December 8, 2022 15:51
TrustML Young Scientist Seminar #43 20221207 thumbnails

Description

The 43rd Seminar
Date and Time: Dec. 7th 4:00 pm – 6:00 pm(JST)
Venue: Zoom webinar
Language: English

4:00pm – 5:00pm
Speaker: Shiqi Yang (Autonomous University of Barcelona)
Title: Model Adaptation under Domain and Category Shift
Abstract:
In recent years, large amount of works emerged in the domain adaptation community, aiming to address the domain shift between training and test data. While there still remain plenty of challenging problems for further investigation.
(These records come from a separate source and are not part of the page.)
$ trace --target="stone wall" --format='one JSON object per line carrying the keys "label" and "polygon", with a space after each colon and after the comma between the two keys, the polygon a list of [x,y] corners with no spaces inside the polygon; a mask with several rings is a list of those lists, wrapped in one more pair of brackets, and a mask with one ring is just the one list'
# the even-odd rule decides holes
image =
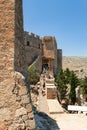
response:
{"label": "stone wall", "polygon": [[[25,71],[22,0],[0,1],[0,129],[35,129]],[[19,71],[19,72],[15,72]]]}
{"label": "stone wall", "polygon": [[42,41],[38,35],[24,32],[26,65],[35,65],[36,69],[42,71]]}
{"label": "stone wall", "polygon": [[52,59],[52,70],[54,75],[56,75],[58,65],[57,65],[57,43],[55,37],[45,36],[42,39],[43,42],[43,57],[47,59]]}
{"label": "stone wall", "polygon": [[60,70],[60,68],[62,68],[62,49],[58,49],[57,50],[57,57],[58,57],[58,70]]}

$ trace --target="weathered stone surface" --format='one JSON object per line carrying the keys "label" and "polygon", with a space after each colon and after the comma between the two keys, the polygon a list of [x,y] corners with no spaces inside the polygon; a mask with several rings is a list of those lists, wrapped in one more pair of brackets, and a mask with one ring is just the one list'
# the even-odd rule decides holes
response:
{"label": "weathered stone surface", "polygon": [[26,109],[24,107],[21,107],[20,109],[16,110],[15,116],[19,117],[19,116],[26,115],[26,114],[27,114]]}
{"label": "weathered stone surface", "polygon": [[0,109],[0,120],[10,120],[11,119],[11,112],[8,108]]}
{"label": "weathered stone surface", "polygon": [[[28,103],[31,105],[28,84],[23,76],[26,72],[23,33],[22,0],[1,0],[0,130],[27,128],[21,117],[25,114],[28,116],[25,106]],[[32,113],[32,109],[30,111]],[[35,121],[32,122],[32,126],[30,122],[30,129],[31,127],[35,129]]]}
{"label": "weathered stone surface", "polygon": [[21,102],[22,102],[23,104],[28,104],[28,103],[30,103],[28,95],[21,96]]}

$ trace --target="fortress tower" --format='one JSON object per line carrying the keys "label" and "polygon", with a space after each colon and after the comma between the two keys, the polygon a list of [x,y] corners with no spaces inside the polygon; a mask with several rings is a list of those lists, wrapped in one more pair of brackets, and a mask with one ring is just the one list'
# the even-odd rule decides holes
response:
{"label": "fortress tower", "polygon": [[25,71],[22,14],[22,0],[0,1],[0,129],[3,130],[35,128],[28,89],[20,73]]}

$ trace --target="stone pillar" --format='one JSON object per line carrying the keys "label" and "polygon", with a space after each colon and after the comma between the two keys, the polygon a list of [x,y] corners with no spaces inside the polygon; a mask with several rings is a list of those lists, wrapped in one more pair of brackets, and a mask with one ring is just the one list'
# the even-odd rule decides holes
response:
{"label": "stone pillar", "polygon": [[[22,0],[0,1],[0,130],[35,129],[25,77]],[[18,72],[15,72],[18,71]]]}

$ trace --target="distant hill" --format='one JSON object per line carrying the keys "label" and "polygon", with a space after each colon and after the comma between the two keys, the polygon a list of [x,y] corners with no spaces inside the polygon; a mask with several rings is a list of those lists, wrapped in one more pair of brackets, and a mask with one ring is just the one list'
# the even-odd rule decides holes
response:
{"label": "distant hill", "polygon": [[63,56],[63,69],[73,70],[79,78],[87,76],[87,57]]}

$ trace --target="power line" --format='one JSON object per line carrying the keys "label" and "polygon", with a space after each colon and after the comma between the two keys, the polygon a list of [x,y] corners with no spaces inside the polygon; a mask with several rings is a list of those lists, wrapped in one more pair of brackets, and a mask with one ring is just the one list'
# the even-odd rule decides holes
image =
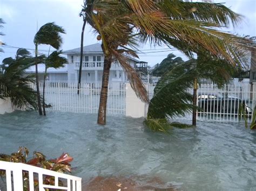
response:
{"label": "power line", "polygon": [[[35,51],[35,49],[33,48],[21,48],[21,47],[16,47],[16,46],[10,46],[10,45],[2,45],[3,47],[5,48],[25,48],[28,50],[30,51]],[[158,50],[165,50],[166,51],[152,51],[152,52],[138,52],[137,53],[138,54],[148,54],[148,53],[158,53],[158,52],[170,52],[172,51],[178,51],[178,49],[171,49],[169,48],[159,48],[159,49],[156,49],[156,51],[158,51]],[[152,49],[138,49],[138,51],[152,51]],[[40,52],[48,52],[49,50],[46,49],[38,49],[38,51]],[[53,52],[54,51],[50,51],[50,52]],[[71,53],[72,53],[72,52],[70,52]],[[74,53],[78,53],[77,52],[73,52]]]}

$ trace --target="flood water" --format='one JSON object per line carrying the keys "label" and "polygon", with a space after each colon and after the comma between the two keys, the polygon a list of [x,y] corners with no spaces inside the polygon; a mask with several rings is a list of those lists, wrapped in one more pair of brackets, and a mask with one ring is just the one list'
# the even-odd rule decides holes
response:
{"label": "flood water", "polygon": [[[256,131],[242,123],[198,122],[170,133],[151,132],[143,119],[95,114],[15,112],[0,115],[0,153],[19,146],[48,159],[73,157],[72,174],[157,176],[185,190],[256,190]],[[190,123],[190,121],[185,122]]]}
For example, 1) demanding source data during adaptation is impossible in some privacy-sensitive applications (e.g., surveillance or medical applications), and 2) unseen categories may exist in the test data in the real-world scenarios. In this talk, I will first introduce a method to address domain adaptation without source data, from the perspective of unsupervised clustering, and meanwhile we could relate several methods in domain adaptation via the view of discriminability and diversity. Then, we propose to deploy an attention based regularization to avoid forgetting on the source domain after model adaptation. Finally, I will present an elegantly simple method to address domain and category shift simultaneously during model adaptation.

5:00pm – 6:00pm
Speaker: Oğuzhan Fatih Kar (EPFL)
Title: 3D Common Corruptions and Data Augmentation
Abstract:
Computer vision models deployed in the real world will encounter naturally occurring distribution shifts from their training data. These shifts range from lower-level distortions, such as motion blur and illumination changes, to semantic ones, like object occlusion. Each of them represents a possible failure mode of a model and has been frequently shown to result in profoundly unreliable predictions. Thus, understanding model failures against these shifts and developing better robustness mechanisms are critical before deploying these models in the real world. Our work presents a set of image transformations that can be used as corruptions to evaluate the robustness of models as well as data augmentation mechanisms for training neural networks. The primary distinction of the proposed transformations is that, unlike existing approaches such as Common Corruptions, the geometry and semantics of the scene is incorporated in the transformations — thus leading to corruptions that are more likely to occur in the real world. In this talk, I will discuss several properties of these transformations, e.g. these transformations are ‘efficient’ (can be computed on-the-fly), ‘extendable’ (can be applied on most image datasets), expose vulnerability of existing models, and can effectively make models more robust when employed as `3D data augmentation’ mechanisms.